The "programme..being cooked up in Washington and Brussels" is to turn the European Central Bank into a clone of the Federal Reserve Bank, a last-resort purchaser of worthless sovereign debt. Those who control the money control everything; thusly, turning the ECB into a European Fed would constitute a vast transfer of real power to Brussels.

Friday, September 16, 2011

Put Your Own House in Order

From today's Open Europe blog, quoting British Deputy PM Nick Clegg (my emphasis):

On his part, Nick Clegg said last month

"Countries like the UK should not see ourselves as spectators, watching from the wings, triumphalist, complacent, as if Europe's economic woes are a eurozone problem, rather than a problem for all of us - as if it is enough to put your own house in order, but then stand by and let the neighbourhood crumble."


Why "yes", Nick, it IS enough to put one's own house in order. In fact, that is the most important job of any politician. It is mere hubris to believe that a political leader has any kind of mandate, let alone effective control, over the internal affairs of any other nation. Put your own house in order and set a good example for others to follow.
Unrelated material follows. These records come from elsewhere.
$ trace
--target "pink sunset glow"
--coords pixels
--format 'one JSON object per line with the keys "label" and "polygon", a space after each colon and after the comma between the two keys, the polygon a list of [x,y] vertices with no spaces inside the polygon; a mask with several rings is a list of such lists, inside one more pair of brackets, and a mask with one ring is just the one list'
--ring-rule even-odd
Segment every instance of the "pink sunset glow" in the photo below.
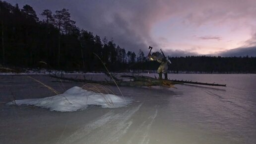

That will have more positive and lasting impact on world affairs than pompous pronouncements of international agreements that everyone knows will be broken. Oh, and by the way, this goes double for President Obama.

Thursday, September 15, 2011

Germany's FDP May Reinvent Themselves as Eurosceptics


From today's Open Europe news summary:

In the FT, Quentin Peel notes that the “Free Democratic party, the junior member of [Chancellor Angela Merkel’s] coalition that has seen its support collapse in a series of state elections, is flirting with the temptation of walking out and reinventing itself as a eurosceptic champion.”

This is GOOD news! The FDP needs to represent free markets and free people in Germany and forge links to UKIP in England and the True Finns in Finland. Each new poll shows that a majority of the German populace want out of the EU and back on the DM. There is nothing threatening in any of this (in contrast to to the Polish prime minister's comments that a breakup of the EU would mean the possibility of war in Europe within ten years. This is tantamount to claiming that free markets and free people cause war, when the opposite is the case).

Friday, September 9, 2011

Retrying the Discredited Policies of Hoover and FDR

I just finished re-reading America's Great Depression by Murray N. Rothbard. I read the book very carefully, because I needed to design a supervised reading course of the book for some students at the U. of Iowa. As I read the book, I was amazed that the same harmful policies pursued by Presidents Hoover and Roosevelt are being repeated today and justified by the same discredited economic theories.

Today's Open Europe news summary illustrates three harmful policies contemplated by the EU that were tried and found to be failures by Hoover and Roosevelt: (1) a proposed tax increases in the form of an EU-wide financial transaction tax; (2) a possible--and probable--rate cut by the ECB; and (3) the implied use of force to prevent a member from exiting the EU in order to avoid policies it deems harmful.

Hoover signed the largest tax increase in the history of the country at the bottom of the Great Depression, which destroyed purchasing power and incentives to produce. The Fed lowered interest rates, which made it impossible for banks to loan funds at a rate sufficiently high to compensate them for risk. The states were not allowed to opt out of the federal make work programs and new regulatory burdens.